I just found out my wife sent our original powerbook and ipod receipts to the Cram&Jam rebate centre. If I have problems with either machine in the future I believe I need them for warranty purposes. Does anyone know how I can go about getting them replaced?


----------



## PosterBoy (Jan 22, 2002)

Receipts from Apple, or from an Apple dealer? Either way, phone and ask. Chances are that it's not a big deal.


----------



## monokitty (Jan 26, 2002)

> If I have problems with either machine in the future I believe I need them for warranty purposes.


If you're talking about AppleCare, that is incorrect. Warranty (or lack thereof, whichever case) is determined by looking up the computers Serial Number with Apple's records.


----------



## speckledmind (Jan 12, 2005)

Ditto Lars,

Things have not changed since the begining, they use the serial number on the back of the unit for waranty purpose.
The serial number is traced to Apple through an online software, it either comes up valid or not, that simple.

Regards,

Denis


----------



## PosterBoy (Jan 22, 2002)

Lars said:


> If you're talking about AppleCare, that is incorrect. Warranty (or lack thereof, whichever case) is determined by looking up the computers Serial Number with Apple's records.
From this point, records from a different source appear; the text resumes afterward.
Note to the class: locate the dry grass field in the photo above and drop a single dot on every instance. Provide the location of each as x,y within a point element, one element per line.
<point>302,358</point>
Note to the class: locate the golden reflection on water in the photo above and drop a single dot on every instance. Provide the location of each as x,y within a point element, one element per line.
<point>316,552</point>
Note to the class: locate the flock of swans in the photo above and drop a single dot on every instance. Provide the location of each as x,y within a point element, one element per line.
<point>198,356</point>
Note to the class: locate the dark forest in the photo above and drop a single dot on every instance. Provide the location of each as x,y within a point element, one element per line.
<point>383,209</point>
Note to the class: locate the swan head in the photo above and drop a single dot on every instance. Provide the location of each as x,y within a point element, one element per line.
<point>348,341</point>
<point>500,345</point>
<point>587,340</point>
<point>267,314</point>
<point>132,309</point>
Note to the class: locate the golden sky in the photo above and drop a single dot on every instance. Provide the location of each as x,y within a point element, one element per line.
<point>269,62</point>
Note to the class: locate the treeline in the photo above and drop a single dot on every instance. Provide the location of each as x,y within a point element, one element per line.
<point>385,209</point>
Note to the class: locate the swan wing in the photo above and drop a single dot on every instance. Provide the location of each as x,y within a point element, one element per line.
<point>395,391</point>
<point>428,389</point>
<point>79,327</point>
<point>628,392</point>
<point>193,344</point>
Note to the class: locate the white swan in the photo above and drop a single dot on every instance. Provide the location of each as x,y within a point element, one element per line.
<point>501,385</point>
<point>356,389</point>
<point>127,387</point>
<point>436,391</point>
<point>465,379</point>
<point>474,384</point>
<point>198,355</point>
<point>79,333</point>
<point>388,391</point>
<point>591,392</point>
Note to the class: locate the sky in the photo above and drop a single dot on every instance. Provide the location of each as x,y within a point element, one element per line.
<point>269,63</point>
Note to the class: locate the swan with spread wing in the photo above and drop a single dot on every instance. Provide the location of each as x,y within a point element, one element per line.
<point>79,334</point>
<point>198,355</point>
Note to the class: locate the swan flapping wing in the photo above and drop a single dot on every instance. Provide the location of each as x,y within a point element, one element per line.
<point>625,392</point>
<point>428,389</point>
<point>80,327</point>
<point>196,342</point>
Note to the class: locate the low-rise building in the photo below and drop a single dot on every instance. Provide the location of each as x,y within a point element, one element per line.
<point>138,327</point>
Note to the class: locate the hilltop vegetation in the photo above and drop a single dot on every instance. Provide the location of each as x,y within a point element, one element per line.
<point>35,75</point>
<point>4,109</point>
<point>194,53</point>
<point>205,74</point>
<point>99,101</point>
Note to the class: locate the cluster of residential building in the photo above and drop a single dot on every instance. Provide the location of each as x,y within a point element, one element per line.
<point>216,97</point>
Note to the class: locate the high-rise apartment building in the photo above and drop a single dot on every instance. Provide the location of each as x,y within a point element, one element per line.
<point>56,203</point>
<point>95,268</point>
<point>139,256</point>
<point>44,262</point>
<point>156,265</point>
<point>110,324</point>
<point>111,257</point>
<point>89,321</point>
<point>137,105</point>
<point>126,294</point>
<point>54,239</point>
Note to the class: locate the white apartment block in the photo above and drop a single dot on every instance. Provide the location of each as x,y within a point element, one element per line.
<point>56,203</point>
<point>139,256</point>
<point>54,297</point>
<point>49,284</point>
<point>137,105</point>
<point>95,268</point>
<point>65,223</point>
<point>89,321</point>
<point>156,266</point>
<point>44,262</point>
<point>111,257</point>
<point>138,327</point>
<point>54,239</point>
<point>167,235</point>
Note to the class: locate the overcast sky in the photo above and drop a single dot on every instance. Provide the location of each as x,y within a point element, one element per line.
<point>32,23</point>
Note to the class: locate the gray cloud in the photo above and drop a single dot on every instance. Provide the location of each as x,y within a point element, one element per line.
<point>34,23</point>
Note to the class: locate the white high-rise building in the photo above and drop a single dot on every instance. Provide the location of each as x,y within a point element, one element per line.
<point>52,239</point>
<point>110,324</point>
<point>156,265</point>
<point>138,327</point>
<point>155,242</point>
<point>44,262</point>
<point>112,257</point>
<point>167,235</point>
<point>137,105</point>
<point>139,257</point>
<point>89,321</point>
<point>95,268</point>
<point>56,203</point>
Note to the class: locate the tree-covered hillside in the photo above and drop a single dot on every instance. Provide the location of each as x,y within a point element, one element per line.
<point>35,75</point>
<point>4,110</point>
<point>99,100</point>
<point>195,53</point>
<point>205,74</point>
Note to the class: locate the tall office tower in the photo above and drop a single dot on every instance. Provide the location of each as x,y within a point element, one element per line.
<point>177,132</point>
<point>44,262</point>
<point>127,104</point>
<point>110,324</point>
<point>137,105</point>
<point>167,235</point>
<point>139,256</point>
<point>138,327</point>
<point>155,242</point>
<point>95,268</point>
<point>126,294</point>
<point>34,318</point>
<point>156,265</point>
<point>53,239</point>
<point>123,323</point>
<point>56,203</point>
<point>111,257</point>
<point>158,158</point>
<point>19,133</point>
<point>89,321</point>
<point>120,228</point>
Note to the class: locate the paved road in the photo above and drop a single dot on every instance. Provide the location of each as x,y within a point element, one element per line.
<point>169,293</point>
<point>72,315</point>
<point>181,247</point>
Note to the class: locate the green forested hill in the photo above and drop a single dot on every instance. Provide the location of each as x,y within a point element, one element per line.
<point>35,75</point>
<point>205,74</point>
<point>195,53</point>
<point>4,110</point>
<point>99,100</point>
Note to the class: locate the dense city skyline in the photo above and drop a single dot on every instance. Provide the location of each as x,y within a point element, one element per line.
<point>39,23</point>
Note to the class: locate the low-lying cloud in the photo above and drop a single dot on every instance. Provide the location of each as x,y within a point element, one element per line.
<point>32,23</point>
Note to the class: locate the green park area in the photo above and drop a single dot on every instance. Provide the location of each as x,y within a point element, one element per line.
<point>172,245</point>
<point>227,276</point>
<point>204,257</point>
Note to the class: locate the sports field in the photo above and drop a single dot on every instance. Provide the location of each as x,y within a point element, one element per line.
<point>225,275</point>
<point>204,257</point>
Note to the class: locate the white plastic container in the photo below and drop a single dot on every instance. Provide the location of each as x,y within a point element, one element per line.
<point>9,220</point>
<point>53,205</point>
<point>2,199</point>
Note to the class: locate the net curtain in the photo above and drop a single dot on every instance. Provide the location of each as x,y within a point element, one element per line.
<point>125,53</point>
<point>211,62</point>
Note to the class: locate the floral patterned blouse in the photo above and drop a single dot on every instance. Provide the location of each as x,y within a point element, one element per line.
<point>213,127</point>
The problem is that serial numbers, at least when bought through resellers, do not always match up with the date of purchase (for various reasons) and it is dumb not to have a hard copy of your invoice.


----------



## yardarm51 (Aug 26, 2004)

I do not have applecare at the moment. I was actually figuring on getting it once my first year warranty runs out. It is a little tough to call them as I am here in Japan and 1-800 numbers don't work. Any idea as to whom I should email? I bought the book through the UBC bookstore to get the educators discount (English teacher).


----------



## autopilot (Dec 2, 2004)

try apple's support page here.

also, you should aim to get applecare about a month or so _before_ the factory warranty runs out. you won't be able to afterwards.


----------



## PosterBoy (Jan 22, 2002)

yardarm51 said:


> I bought the book through the UBC bookstore to get the educators discount (English teacher).


You bought it at the UBC Bookstore? Phone them and ask. Apple won't have it if you bought it from a reseller.

Here is the UBC Bookstore contact page: http://www.bookstore.ubc.ca/common/contactus.html


----------



## RobTheGob (Feb 10, 2003)

yardarm51 said:


> It is a little tough to call them as I am here in Japan and 1-800 numbers don't work.


Not exactly on topic, but if you find that you want to call a number in NA again, use AT&T Relay Call


----------